Photo: Films We Like Non seulement Jakob Dylan ne sait pas interviewer, mais il peine à se montrer intéressé.

Roger McGuinn, folksinger, voit les Beatles jouer I Want To Hold Your Hand, s’étonne que ce groupe moitié rock moitié pop utilise des « passing chords » typiques du folk, est séduit, va dans un coffeehouse de Greenwich Village et joue I Want To Hold Your Hand avec sa 12-cordes acoustique. Bide. « Il fallait les avoir grosses comme ça », commente John Sebastian, marchant dans une rue de New York avec… Jakob Dylan. Le fils de Bob. Et McGuinn d’expliquer que c’est de là qu’il a eu l’idée d’électrifier du Bob Dylan. Avec la toute nouvelle 12-cordes Rickenbacker électrique utilisée par George Harrison dans le film A Hard Day’s Night. Ainsi Mr. Tambourine Man, en 1965, devient-elle la chanson qui lance ce qu’on appellera le folk-rock. Par les Byrds, avec McGuinn pour chanteur et manieur de Rick 12-cordes électrique. Et David Crosby aux harmonies et à la guitare rythmique, le même Crosby que l’on retrouvera aux côtés de Stephen Stills et Graham Nash, quatre petites années plus tard.

Sommes-nous clairs ? Pas sûr que ce soit clair dans le documentaire Echo in the Canyon non plus. « Jamais une chanson d’aussi grande profondeur poétique n’était ainsi devenue un hit song », explique Andrew Slater en présentant sur la scène de l’Orpheum Theatre de Los Angeles le spectacle-anniversaire des 50 ans de cette grande collision des genres.
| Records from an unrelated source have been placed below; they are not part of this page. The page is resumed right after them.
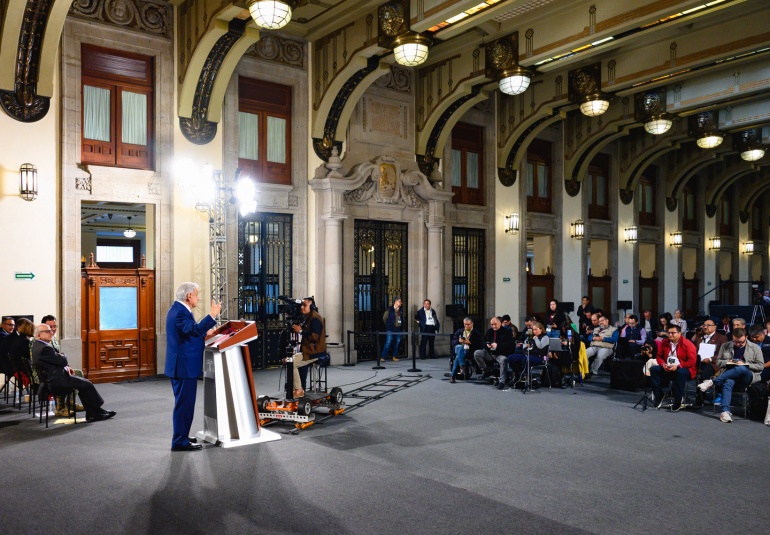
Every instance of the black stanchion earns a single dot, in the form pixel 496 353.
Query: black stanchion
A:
pixel 347 352
pixel 414 354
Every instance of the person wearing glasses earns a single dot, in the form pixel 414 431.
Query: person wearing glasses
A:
pixel 676 361
pixel 741 363
pixel 56 367
pixel 707 334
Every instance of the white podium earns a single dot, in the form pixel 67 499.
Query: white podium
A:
pixel 230 414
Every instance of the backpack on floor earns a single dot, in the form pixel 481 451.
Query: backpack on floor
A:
pixel 757 401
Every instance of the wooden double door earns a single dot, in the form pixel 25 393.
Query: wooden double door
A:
pixel 118 323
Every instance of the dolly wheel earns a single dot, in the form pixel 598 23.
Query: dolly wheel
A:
pixel 304 406
pixel 336 395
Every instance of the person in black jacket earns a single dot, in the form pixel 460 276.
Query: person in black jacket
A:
pixel 55 367
pixel 498 345
pixel 466 339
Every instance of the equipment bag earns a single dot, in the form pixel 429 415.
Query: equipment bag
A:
pixel 757 401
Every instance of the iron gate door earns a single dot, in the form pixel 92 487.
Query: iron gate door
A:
pixel 380 275
pixel 264 273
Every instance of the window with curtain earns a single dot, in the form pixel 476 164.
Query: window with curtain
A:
pixel 264 131
pixel 117 108
pixel 467 164
pixel 646 197
pixel 688 209
pixel 597 187
pixel 539 177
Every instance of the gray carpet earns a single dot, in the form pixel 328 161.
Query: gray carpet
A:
pixel 433 458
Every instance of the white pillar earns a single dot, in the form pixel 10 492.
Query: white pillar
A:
pixel 332 305
pixel 435 265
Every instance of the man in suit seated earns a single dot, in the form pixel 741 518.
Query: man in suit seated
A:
pixel 636 336
pixel 707 334
pixel 56 368
pixel 427 318
pixel 465 340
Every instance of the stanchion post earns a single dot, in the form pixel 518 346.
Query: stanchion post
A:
pixel 378 366
pixel 347 352
pixel 414 354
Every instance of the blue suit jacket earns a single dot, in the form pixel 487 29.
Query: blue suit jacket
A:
pixel 185 342
pixel 421 317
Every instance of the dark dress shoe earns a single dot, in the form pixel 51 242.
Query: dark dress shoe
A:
pixel 188 447
pixel 99 416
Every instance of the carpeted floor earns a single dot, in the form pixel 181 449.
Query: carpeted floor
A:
pixel 433 458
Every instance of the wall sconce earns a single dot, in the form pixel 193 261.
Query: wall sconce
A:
pixel 650 109
pixel 502 65
pixel 749 144
pixel 585 86
pixel 512 223
pixel 409 48
pixel 704 127
pixel 631 234
pixel 270 14
pixel 129 232
pixel 578 229
pixel 28 182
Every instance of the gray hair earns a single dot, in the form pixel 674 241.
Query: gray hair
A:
pixel 184 289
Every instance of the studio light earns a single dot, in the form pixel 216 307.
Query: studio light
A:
pixel 512 224
pixel 28 182
pixel 411 49
pixel 270 14
pixel 515 81
pixel 578 229
pixel 129 232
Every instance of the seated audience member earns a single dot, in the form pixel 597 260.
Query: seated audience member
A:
pixel 679 320
pixel 55 366
pixel 725 326
pixel 676 361
pixel 757 335
pixel 741 364
pixel 585 305
pixel 649 355
pixel 707 334
pixel 635 334
pixel 555 316
pixel 498 344
pixel 465 340
pixel 603 342
pixel 536 347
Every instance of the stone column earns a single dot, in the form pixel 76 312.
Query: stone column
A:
pixel 435 268
pixel 332 305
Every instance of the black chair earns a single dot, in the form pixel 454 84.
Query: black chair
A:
pixel 45 393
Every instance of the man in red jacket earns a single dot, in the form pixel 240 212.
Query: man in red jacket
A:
pixel 676 360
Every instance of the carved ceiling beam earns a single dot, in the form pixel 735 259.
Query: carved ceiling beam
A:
pixel 522 117
pixel 731 171
pixel 585 137
pixel 639 150
pixel 684 164
pixel 445 91
pixel 344 64
pixel 31 33
pixel 225 31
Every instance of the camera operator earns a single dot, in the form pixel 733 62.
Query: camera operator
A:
pixel 313 342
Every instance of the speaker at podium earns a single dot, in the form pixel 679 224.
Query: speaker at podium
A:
pixel 230 413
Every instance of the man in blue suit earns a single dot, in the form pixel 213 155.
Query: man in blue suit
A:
pixel 184 359
pixel 428 320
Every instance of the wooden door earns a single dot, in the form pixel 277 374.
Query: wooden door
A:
pixel 118 323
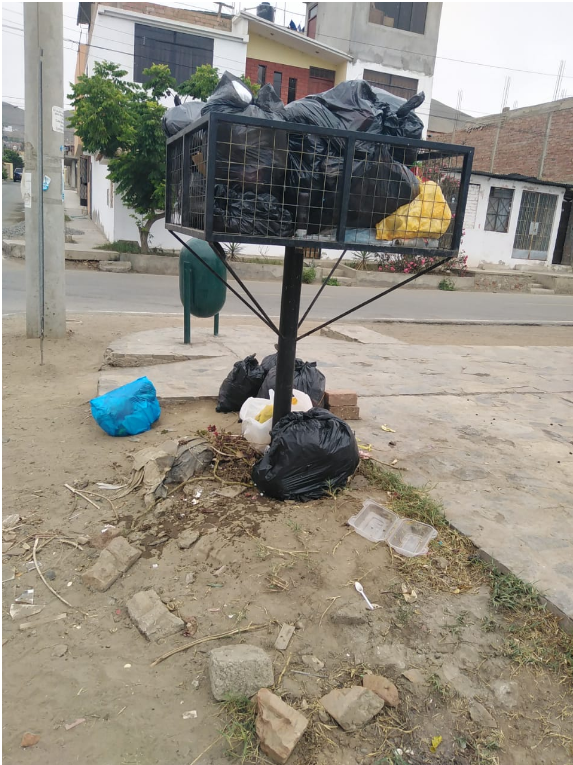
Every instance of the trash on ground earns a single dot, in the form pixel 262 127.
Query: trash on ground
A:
pixel 242 382
pixel 378 524
pixel 307 379
pixel 257 417
pixel 29 739
pixel 311 455
pixel 128 410
pixel 75 723
pixel 26 597
pixel 10 522
pixel 40 622
pixel 359 588
pixel 284 636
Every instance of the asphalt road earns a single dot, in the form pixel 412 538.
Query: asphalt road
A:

Jakob Dylan, les Fiona Apple, Regina Specktor, Cat Power, Jade, et Beck vont offrir là de fort belles relectures des chansons majeures qui furent en quelque sorte les retombées radioactives de ce Big Bang. Entre ces extraits du spectacle, Jakob se promène à L.A. et rencontre tous les survivants de l’époque. Qui ont en commun la musique, la gloire et… Laurel Canyon. Une route sinueuse dans les collines d’Hollywood, tout près du Sunset Strip, où David Crosby décida de s’installer pour fumer sa « mari » en paix, où toute la communauté folk-rock finit par se retrouver. D’où le titre du film.

Valse-hésitation documentaire

Sommes-nous clairs ? Eh bien, ça dépend de qui vous êtes. Si vous êtes le moindrement familier avec cette période de l’histoire du rock, c’est beaucoup de la redite d’autres documentaires. Si vous découvrez qu’il y avait du folk-rock avant Cat Power à travers ce film, vous aurez le tournis. La première fois que Mama Cass est nommée, il faut déjà savoir que c’est Cass Elliott du groupe The Mamas and The Papas. Quand David Crosby évoque Chris Hillman, vous vous demanderez : Chris qui ? Oui, le bassiste des Byrds, on nous le dit plus tard.

Nous mesurons la complexité de l’organigramme présenté par le réalisateur Andrew Slater et Jakob Dylan. Comment tout dire ? Comment intéresser un public relativement large ? On court tous les lièvres à la fois, et c’est plutôt frustrant pour tout le monde : les survivants sont de moins en moins nombreux, de belles occasions sont ratées. De notre point de vue certes un peu pointu, on laisse de côté des acteurs essentiels, à commencer par Derek Taylor, le relationniste de presse des Beatles, puis des Beach Boys, Byrds et compagnie, puis du festival pop de Monterey : c’est par lui que tous les liens se tissaient. Son nom surgit dans une anecdote de McGuinn, sans que personne n’explique qui il est.

Entrevues en demi-teinte

L’intérêt varie selon les interventions : autant Ringo Starr n’a rien à ajouter au fil narratif, autant Tom Petty peut tout expliquer (c’est sa dernière entrevue à vie, d’une grande richesse). Plus grave problème, Jakob Dylan ne sait non seulement pas interviewer, mais il peine à se montrer intéressé. Il l’est, sûr et certain, mais la génétique a joué : on dirait le paternel en plus désabusé. Avec un Brian Wilson, déjà peu loquace, ça confine au non-lieu.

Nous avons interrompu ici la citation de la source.